Top Cited Papers: CVPR 2010

Curated Papers:

What is an object?

We present a generic objectness measure, quantifying how likely it is for an image window to contain an object of any class. We explicitly train it to distinguish objects with a well-defined boundary in space, such as cows and telephones, from amorphous background elements, such as grass and road. The measure combines in a Bayesian framework several image cues measuring characteristics of objects, such as appearing different from their surroundings and having a closed boundary. This includes an innovative cue measuring the closed boundary characteristic. In experiments on the challenging PASCAL VOC 07 dataset, we show this new cue to outperform a state-of-the-art saliency measure, and the combined measure to perform better than any cue alone. Finally, we show how to sample windows from an image according to their objectness distribution and give an algorithm to employ them as location priors for modern class-specific object detectors. In experiments on PASCAL VOC 07 we show this greatly reduces the number of windows evaluated by class-specific object detectors.

New features and insights for pedestrian detection

Despite impressive progress in people detection the performance on challenging datasets like Caltech Pedestrians or TUD-Brussels is still unsatisfactory. In this work we show that motion features derived from optic flow yield substantial improvements on image sequences, if implemented correctly – even in the case of low-quality video and consequently degraded flow fields. Furthermore, we introduce a new feature, self-similarity on color channels, which consistently improves detection performance both for static images and for video sequences, across different datasets. In combination with HOG, these two features outperform the state-of-the-art by up to 20%. Finally, we report two insights concerning detector evaluations, which apply to classifier-based object detection in general. First, we show that a commonly under-estimated detail of training, the number of bootstrapping rounds, has a drastic influence on the relative (and absolute) performance of different feature/classifier combinations. Second, we discuss important intricacies of detector evaluation and show that current benchmarking protocols lack crucial details, which can distort evaluations.

Learning mid-level features for recognition

Many successful models for scene or object recognition transform low-level descriptors (such as Gabor filter responses, or SIFT descriptors) into richer representations of intermediate complexity. This process can often be broken down into two steps: (1) a coding step, which performs a pointwise transformation of the descriptors into a representation better adapted to the task, and (2) a pooling step, which summarizes the coded features over larger neighborhoods. Several combinations of coding and pooling schemes have been proposed in the literature. The goal of this paper is threefold. We seek to establish the relative importance of each step of mid-level feature extraction through a comprehensive cross evaluation of several types of coding modules (hard and soft vector quantization, sparse coding) and pooling schemes (by taking the average, or the maximum), which obtains state-of-the-art performance or better on several recognition benchmarks. We show how to improve the best performing coding scheme by learning a supervised discriminative dictionary for sparse coding. We provide theoretical and empirical insight into the remarkable performance of max pooling. By teasing apart components shared by modern mid-level feature extractors, our approach aims to facilitate the design of better recognition architectures.
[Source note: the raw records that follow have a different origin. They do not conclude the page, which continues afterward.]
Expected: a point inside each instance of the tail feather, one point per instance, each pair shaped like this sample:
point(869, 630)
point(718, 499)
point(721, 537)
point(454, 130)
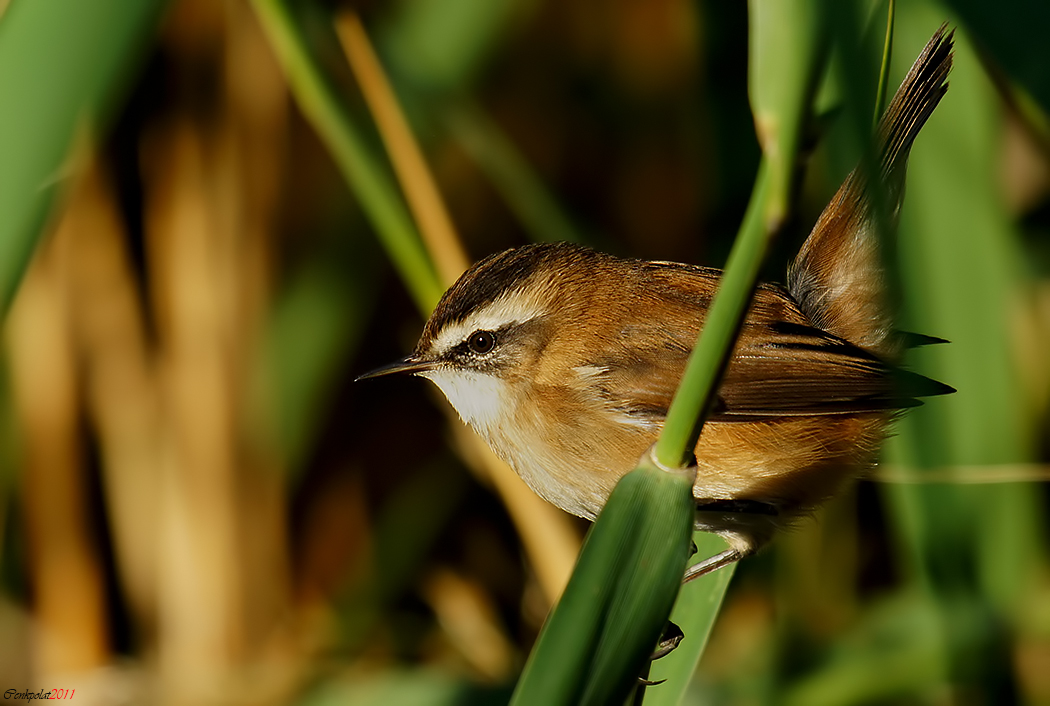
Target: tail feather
point(837, 277)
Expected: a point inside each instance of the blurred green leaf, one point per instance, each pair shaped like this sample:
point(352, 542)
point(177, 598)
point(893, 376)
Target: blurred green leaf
point(594, 645)
point(442, 44)
point(62, 64)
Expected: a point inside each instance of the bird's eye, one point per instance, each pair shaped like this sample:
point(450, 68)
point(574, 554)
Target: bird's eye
point(481, 341)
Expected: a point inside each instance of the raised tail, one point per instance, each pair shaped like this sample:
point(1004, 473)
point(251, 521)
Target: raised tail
point(837, 277)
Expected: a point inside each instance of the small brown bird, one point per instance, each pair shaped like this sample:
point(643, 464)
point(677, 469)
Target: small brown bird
point(565, 359)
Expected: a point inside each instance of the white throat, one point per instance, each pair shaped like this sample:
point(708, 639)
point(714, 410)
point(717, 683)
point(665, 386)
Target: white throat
point(482, 400)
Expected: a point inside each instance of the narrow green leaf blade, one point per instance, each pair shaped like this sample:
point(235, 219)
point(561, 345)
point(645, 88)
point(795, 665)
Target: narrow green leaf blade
point(600, 636)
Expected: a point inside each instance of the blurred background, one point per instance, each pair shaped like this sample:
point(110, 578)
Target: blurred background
point(198, 505)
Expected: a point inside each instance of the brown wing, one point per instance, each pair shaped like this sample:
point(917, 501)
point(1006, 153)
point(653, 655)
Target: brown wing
point(781, 367)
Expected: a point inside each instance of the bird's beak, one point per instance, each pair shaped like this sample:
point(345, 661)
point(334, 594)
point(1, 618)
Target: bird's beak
point(410, 364)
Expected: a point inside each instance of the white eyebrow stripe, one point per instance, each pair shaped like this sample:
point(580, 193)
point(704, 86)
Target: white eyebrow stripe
point(513, 307)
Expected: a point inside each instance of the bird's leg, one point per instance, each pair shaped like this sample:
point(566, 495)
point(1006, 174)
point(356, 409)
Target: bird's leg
point(746, 524)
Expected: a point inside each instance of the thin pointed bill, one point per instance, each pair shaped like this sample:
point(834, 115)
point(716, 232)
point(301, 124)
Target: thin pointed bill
point(410, 364)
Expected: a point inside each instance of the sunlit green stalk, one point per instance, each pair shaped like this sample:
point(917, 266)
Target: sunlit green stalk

Secrets of optical flow estimation and their principles

The accuracy of optical flow estimation algorithms has been improving steadily as evidenced by results on the Middlebury optical flow benchmark. The typical formulation, however, has changed little since the work of Horn and Schunck. We attempt to uncover what has made recent advances possible through a thorough analysis of how the objective function, the optimization method, and modern implementation practices influence accuracy. We discover that “classical” flow formulations perform surprisingly well when combined with modern optimization and implementation techniques. Moreover, we find that while median filtering of intermediate flow fields during optimization is a key to recent performance gains, it leads to higher energy solutions. To understand the principles behind this phenomenon, we derive a new objective that formalizes the median filtering heuristic. This objective includes a nonlocal term that robustly integrates flow estimates over large spatial neighborhoods. By modifying this new term to include information about flow and image boundaries we develop a method that ranks at the top of the Middlebury benchmark.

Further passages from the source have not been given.